Really? Must be a different part of the IT community than I regularly communicate with. Oh sure, we’re all very concerned with users installing malware. Any one worm? Not so much. If you patch your systems regularly, have a good AV solution and hopefully a half decent firewall, there isn’t a worm made yet that the IT community is overly concerned over. Never confuse secondary effects (rush to patch an exploit, or dealing with an upsurge in spam traffic) with the worm or malware itself.
Hell, I was amazed at how much the media was playing up Conficker. The persons that designed Conficker were either really stupid, or didn’t care. If you upgrade to nmap 4.85Beta7 and run the command ” nmap -PN -d -p 445 –script=smb-check-vulns –script-args=safe=1 126.96.36.199 “, you can determine if the host is infected or not. (188.8.131.52 being the target IP, and obviously removing the quotes.) Why? NetpwPathCanonicalize() gives a nonstandard answer to queries. So you ask the worm if it has infected a host, and it accurately says “Yes, I did.”

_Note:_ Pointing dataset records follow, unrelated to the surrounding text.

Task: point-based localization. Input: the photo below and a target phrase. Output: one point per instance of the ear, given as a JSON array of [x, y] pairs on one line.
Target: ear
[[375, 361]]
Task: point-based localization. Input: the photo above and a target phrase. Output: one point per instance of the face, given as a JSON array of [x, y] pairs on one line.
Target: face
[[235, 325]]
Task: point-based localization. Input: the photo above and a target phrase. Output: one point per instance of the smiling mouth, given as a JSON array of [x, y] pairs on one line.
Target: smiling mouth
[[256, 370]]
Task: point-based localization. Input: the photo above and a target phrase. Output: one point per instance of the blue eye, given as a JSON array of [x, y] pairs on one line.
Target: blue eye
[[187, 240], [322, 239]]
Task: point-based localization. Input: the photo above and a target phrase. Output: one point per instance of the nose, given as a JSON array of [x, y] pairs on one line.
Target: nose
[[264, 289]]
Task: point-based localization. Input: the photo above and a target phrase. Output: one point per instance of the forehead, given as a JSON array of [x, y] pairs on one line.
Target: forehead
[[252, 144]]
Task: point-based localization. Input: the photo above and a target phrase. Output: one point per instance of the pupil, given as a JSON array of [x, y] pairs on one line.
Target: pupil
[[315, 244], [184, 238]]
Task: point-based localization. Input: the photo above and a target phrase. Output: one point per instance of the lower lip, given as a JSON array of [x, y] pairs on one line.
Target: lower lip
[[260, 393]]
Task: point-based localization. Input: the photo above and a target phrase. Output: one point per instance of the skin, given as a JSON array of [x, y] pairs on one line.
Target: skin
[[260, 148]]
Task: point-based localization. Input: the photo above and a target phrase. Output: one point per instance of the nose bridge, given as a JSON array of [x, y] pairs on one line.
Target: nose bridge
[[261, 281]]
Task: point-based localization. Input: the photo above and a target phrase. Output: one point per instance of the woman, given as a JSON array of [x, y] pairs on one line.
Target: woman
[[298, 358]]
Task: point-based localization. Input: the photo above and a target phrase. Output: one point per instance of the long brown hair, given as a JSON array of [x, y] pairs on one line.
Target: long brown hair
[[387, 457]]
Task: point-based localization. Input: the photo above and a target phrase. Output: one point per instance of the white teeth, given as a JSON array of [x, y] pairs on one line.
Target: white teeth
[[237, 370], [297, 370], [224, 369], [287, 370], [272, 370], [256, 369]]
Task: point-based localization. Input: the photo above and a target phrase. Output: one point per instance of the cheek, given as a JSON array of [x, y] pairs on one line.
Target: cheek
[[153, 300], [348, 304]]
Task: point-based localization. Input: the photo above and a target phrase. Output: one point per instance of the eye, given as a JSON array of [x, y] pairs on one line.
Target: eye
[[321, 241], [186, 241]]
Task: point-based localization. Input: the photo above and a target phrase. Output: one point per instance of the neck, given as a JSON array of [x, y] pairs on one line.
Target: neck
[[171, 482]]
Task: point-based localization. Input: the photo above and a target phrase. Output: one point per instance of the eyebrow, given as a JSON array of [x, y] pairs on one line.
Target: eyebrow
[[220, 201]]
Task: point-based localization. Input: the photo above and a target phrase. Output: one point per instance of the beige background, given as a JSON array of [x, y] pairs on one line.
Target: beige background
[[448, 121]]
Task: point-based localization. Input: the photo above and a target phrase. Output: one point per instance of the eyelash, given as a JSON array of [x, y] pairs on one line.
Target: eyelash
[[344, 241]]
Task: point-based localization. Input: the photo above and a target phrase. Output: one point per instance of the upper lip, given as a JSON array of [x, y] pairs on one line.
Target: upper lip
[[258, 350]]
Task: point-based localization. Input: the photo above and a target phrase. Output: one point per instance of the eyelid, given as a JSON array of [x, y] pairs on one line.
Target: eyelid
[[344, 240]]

I’ll grant you, worms are becoming more sophisticated. Storm was designed by someone with a glancing knowledge of secure programming. Not a professional level, of course. Almost, but not quite, respectable. Conficker is worrisome not because it was well written or well designed, but rather because it exploited a nasty hole in all relevant versions of Windows (See MS08-067), which is a hole that gives system level access with no authentication over a network. That’s as bad as an security hole gets. If you’re patched, no problem. If you’re running an AV, somewhat no problem.
Instead of saying “ZOMG! Killer worm! All the geeks are in a panic and predict end of the world”, the media should say “Yo, a routine worm is making it around the internet exploiting a hole patched on Oct 8th, 2008. If you haven’t patched your desktop in SIX MONTHS, please do so. Go to whatever.com for details on how to do so.”
As we all know, rational dissemination of information ain’t the media’s strong point.
Disclosure: I formerly worked for the US Army and DISA.